Apple Pay and Google Pay are good, but they're tied to their ecosystems. Apple Pay needs Apple hardware. Google Pay leans on Android and Chrome. A shopper on a Windows laptop in a non-Apple browser can't use Apple Pay at all. Click to Pay is built to be device-agnostic and browser-agnostic: it works across operating systems, browsers and devices, and it's scheme-neutral, presenting Visa, Mastercard, American Express and Discover cards through one interface. It also skips the third-party intermediary model of something like PayPal. The shopper isn't handing data to a new party or opening a new account that charges its own fees. They're connecting to credentials their existing issuer already holds.
In practice, a good checkout runs several of these in parallel: Apple Pay and Google Pay for shoppers inside those ecosystems, and Click to Pay as the universal, card-based option that catches everyone else, including the large desktop and cross-platform crowd that device wallets miss. Many tokenisation and payment-infrastructure providers can normalise all of them, converting a wallet-specific token back to the underlying card credential and re-tokenising it, so the merchant ends up with one consistent token format no matter how the shopper chose to pay.
Click to Pay is a strong move. Go in with the trade-offs in view.
Adoption is still maturing.
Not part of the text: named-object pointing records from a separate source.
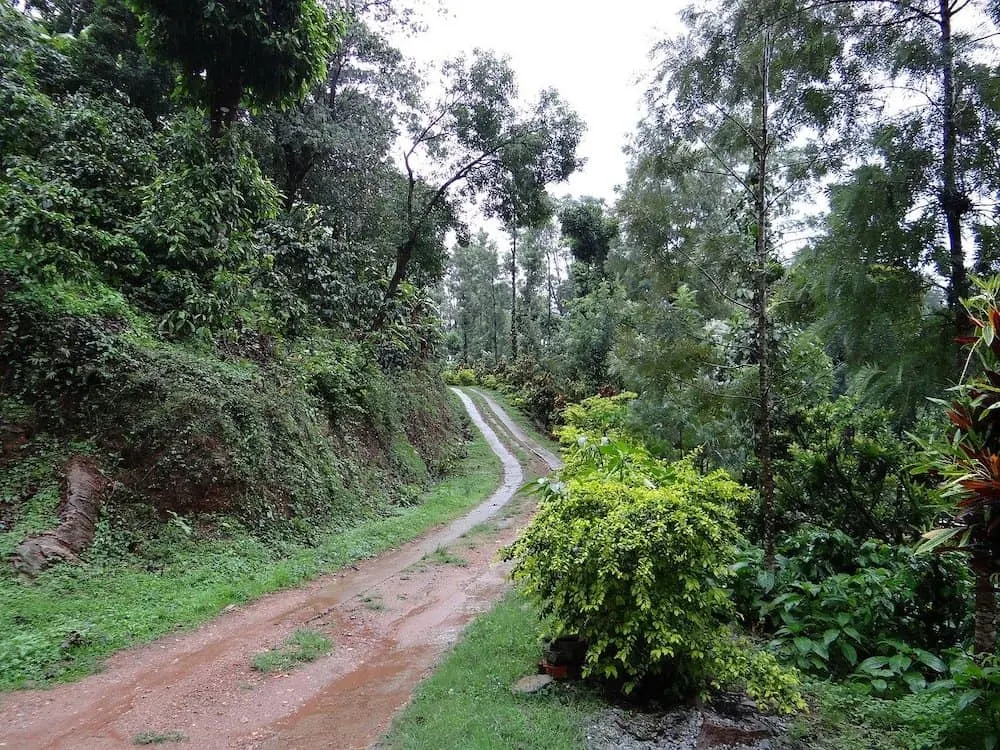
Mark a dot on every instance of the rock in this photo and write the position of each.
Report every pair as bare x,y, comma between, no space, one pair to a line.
531,684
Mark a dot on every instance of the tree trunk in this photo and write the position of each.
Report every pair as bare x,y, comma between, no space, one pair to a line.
403,254
513,293
954,202
83,485
493,322
985,637
761,283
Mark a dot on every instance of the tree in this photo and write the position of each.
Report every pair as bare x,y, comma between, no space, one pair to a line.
474,284
588,230
258,53
919,212
740,92
968,462
476,141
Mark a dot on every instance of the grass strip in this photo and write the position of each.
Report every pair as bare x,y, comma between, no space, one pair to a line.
522,420
301,647
468,703
63,624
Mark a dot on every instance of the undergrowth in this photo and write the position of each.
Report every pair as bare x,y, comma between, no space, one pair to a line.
141,580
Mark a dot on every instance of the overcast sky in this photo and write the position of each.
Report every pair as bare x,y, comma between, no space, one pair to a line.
593,55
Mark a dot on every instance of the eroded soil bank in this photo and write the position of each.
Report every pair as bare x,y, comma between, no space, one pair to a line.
390,619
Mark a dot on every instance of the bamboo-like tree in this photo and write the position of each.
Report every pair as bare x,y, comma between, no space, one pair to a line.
737,98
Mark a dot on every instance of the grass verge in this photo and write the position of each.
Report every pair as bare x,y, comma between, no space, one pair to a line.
468,704
63,624
301,647
844,718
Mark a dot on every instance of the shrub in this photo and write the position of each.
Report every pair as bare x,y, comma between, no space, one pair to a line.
633,555
833,605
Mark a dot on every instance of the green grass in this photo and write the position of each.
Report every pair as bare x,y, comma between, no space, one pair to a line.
467,703
522,421
301,647
63,624
843,718
158,738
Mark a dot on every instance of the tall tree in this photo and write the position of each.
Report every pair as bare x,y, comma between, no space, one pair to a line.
740,91
919,213
257,53
472,141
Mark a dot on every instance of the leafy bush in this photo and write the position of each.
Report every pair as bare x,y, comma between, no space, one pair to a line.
633,555
834,606
845,468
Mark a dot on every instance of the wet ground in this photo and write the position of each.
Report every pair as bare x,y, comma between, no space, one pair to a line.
391,618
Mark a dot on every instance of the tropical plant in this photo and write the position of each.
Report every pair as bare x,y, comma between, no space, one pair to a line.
967,462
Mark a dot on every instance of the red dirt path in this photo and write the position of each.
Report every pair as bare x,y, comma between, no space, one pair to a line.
390,617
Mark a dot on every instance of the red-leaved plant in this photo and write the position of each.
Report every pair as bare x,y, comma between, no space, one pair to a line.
968,462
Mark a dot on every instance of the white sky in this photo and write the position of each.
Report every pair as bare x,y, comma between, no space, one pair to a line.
593,54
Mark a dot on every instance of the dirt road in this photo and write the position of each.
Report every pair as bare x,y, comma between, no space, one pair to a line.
390,618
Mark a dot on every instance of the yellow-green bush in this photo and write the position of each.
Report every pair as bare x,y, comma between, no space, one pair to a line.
633,555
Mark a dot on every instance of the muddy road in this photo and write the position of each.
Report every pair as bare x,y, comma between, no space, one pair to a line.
390,618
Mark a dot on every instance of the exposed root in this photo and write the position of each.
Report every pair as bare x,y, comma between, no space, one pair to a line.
83,484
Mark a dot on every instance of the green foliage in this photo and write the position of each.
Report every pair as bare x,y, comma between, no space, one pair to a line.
461,376
301,647
258,54
468,703
844,717
837,607
589,231
596,414
143,578
846,468
633,555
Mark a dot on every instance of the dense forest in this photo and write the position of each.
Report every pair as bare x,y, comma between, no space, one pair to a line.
243,248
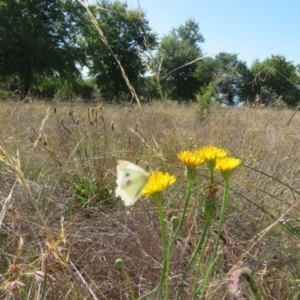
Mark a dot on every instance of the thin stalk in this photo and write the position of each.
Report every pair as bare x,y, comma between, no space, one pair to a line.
222,216
206,230
158,199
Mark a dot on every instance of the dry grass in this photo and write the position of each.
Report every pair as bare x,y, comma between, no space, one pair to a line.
74,258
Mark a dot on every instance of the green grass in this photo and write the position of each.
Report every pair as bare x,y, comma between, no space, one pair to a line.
80,144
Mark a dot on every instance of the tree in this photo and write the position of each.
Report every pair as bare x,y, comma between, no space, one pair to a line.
177,60
39,37
279,76
229,75
124,31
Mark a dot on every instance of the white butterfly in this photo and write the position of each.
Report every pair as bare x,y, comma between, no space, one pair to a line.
131,181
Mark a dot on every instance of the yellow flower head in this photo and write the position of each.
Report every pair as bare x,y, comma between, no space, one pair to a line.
157,182
211,153
226,164
189,158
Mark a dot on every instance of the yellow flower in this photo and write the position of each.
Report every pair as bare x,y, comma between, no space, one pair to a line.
226,164
211,153
189,158
157,182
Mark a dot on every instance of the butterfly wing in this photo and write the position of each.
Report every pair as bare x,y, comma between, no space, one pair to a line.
130,181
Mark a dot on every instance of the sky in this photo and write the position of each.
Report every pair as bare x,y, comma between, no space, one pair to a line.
253,29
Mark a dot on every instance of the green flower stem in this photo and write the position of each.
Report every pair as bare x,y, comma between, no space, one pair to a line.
120,265
222,216
186,202
158,200
128,283
252,283
200,260
206,231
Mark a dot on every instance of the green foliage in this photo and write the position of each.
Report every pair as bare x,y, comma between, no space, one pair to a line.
174,58
39,37
279,76
205,99
230,76
124,31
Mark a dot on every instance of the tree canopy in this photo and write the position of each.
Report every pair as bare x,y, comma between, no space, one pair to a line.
279,76
175,59
39,37
44,44
124,31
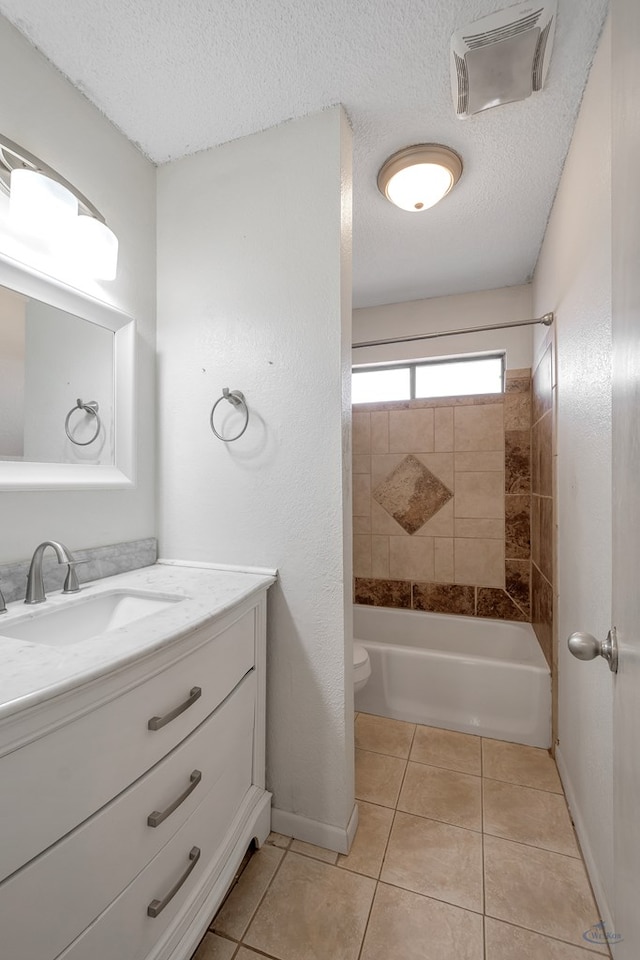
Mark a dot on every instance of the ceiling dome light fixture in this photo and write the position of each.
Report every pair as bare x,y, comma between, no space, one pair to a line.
417,177
45,206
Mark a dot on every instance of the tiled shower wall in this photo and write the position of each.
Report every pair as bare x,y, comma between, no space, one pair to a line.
442,500
542,505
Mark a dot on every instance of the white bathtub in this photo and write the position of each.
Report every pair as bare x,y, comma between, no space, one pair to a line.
487,677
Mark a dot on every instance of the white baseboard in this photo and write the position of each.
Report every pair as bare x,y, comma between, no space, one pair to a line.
583,837
314,831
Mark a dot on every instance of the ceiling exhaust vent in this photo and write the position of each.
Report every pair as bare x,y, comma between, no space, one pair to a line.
502,57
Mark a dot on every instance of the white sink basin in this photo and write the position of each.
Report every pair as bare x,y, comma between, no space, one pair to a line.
86,618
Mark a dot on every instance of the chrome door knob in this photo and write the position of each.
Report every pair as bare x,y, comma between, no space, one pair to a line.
584,646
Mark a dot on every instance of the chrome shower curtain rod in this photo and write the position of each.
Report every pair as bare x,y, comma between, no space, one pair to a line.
546,320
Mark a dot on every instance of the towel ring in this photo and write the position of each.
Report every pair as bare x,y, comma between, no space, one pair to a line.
236,399
91,407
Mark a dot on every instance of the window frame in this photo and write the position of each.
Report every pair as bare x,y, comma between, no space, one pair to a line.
412,365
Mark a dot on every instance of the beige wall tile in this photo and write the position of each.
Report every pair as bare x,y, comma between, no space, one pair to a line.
517,411
361,463
479,495
361,495
479,427
441,525
361,432
490,529
382,464
412,494
383,593
361,556
383,523
480,460
479,562
380,557
443,429
380,432
411,558
441,464
411,431
361,525
443,559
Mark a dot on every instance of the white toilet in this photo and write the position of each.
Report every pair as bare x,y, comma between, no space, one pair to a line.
361,666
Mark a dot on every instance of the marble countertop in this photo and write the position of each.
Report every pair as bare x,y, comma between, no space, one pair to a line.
31,673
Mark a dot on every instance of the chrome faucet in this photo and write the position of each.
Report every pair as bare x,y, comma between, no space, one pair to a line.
35,583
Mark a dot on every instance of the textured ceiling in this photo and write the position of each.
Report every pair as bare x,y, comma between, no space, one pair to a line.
177,77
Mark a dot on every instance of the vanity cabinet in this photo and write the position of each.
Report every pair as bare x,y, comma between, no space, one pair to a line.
132,800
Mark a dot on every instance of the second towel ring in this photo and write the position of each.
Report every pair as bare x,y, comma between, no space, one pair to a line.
236,399
91,407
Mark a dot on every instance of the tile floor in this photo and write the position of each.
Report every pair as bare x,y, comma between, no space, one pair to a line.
465,851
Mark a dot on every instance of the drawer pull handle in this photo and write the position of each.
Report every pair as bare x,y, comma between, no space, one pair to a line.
156,907
157,722
155,819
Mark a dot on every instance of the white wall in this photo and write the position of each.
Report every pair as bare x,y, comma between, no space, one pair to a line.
44,113
573,278
12,337
254,294
414,317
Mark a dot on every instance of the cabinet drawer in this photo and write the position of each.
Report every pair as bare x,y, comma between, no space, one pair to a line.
87,762
125,929
39,916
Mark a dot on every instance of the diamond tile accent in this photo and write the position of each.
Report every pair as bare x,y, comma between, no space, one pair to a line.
412,494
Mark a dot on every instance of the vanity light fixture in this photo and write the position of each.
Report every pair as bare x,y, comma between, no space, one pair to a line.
415,178
43,205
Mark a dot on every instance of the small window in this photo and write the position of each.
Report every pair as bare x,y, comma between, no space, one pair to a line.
432,378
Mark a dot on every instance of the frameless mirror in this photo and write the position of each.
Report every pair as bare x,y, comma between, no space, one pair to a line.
56,384
66,386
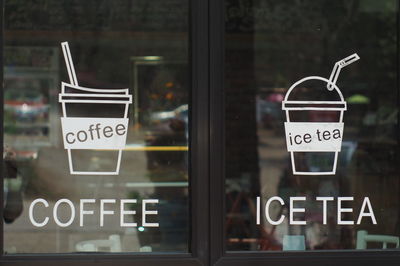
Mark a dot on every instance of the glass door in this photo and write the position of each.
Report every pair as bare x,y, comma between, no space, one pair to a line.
97,133
310,138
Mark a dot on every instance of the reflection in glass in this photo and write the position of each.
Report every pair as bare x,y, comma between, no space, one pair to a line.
139,45
278,43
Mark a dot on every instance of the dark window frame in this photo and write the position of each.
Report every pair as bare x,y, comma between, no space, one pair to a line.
198,184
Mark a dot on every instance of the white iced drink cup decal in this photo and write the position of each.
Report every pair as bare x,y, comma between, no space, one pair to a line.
92,133
316,136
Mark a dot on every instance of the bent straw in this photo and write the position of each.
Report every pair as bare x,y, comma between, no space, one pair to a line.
338,66
69,63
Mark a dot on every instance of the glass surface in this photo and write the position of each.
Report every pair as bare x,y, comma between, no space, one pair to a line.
275,202
67,186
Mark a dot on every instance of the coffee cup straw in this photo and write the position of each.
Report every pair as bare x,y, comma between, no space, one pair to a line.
337,67
69,63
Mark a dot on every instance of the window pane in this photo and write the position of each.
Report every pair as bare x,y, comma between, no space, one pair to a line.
317,169
92,166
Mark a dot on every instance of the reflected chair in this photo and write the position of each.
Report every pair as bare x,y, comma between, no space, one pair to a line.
363,238
113,244
293,242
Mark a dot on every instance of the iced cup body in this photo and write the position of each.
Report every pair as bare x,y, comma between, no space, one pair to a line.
321,135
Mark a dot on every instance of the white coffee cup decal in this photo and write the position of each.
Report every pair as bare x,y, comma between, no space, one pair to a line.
316,136
92,133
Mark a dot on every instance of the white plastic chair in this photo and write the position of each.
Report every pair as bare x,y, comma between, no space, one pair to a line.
293,242
113,243
363,238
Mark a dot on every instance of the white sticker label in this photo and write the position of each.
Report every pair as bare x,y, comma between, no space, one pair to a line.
314,137
94,133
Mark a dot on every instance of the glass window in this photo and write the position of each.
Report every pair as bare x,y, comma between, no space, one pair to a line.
311,156
96,131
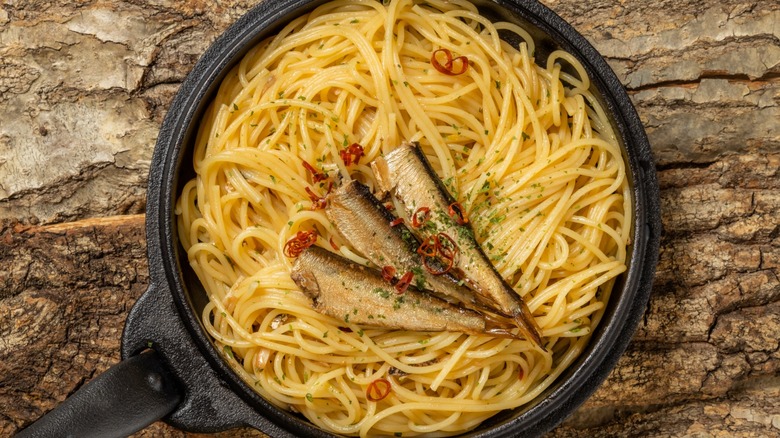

The base of enabled cards is climbing fast thanks to the issuer mandates, but consumer recognition of the icon, and the habit of using it, is still building and varies by market. Early on, expect a mix of recognised users who breeze through and new users who go through a short enrolment. That said, the appetite looks real: in the card networks' own consumer studies from 2023 and 2024, most shoppers grasped Click to Pay quickly once shown it, and majorities said they would prefer it to hunting for a card and typing the details. Treat vendor surveys with the usual caution, but the pattern points to the gap being familiarity, not willingness.
The customer relationship and the data sit with the scheme and the issuer, not with you. That's the source of the PCI and security benefit. It also means you don't own the Click to Pay profile or control its lifecycle. Issuers handle enrolment, updates and opt-outs. Plan your customer-service and support flows around that, and be clear with shoppers about what's happening.
Authentication and liability rules differ by region. Europe's strong customer authentication requirements shape how and when step-up authentication fires, and liability-shift eligibility isn't universal. Confirm with your payment service provider exactly which of your transactions qualify for protection.
Integration choices have downstream effects. A quick, redirect-based setup is fastest to stand up but can cost conversion, while rendering Click to Pay natively inside your own checkout takes more effort and keeps shoppers on your page. Pick the balance that matches how much you care about controlling the experience versus shipping fast.
Step back and the trajectory is clear. The networks have set a public goal of removing manual card entry from e-commerce. They're mandating Click to Pay as a standard card feature across a widening list of markets. They're subsidising the integration and rewarding tokenised transactions. And they're folding biometric passkeys into the flow to make strong authentication nearly frictionless. Whether or not any single merchant moves now, the environment is being rebuilt around tokenised, authenticated, identity-linked checkout, and the typed-in card number is being engineered toward the exit.
That changes the decision in front of you. The question isn't really "should I add another checkout button." It's whether you want to sit where the whole card ecosystem is heading and capture the conversion, approval and fraud benefits early, or wait until it's simply the default. Click to Pay is not a silver bullet. It sits alongside device wallets, tokenisation, and good checkout design, not instead of them. But as a way to bring the speed and security of a contactless tap to online payments while moving sensitive card data out of your environment, it's one of the most consequential shifts in e-commerce payments in a decade. Understanding it now is how you stay ahead of it.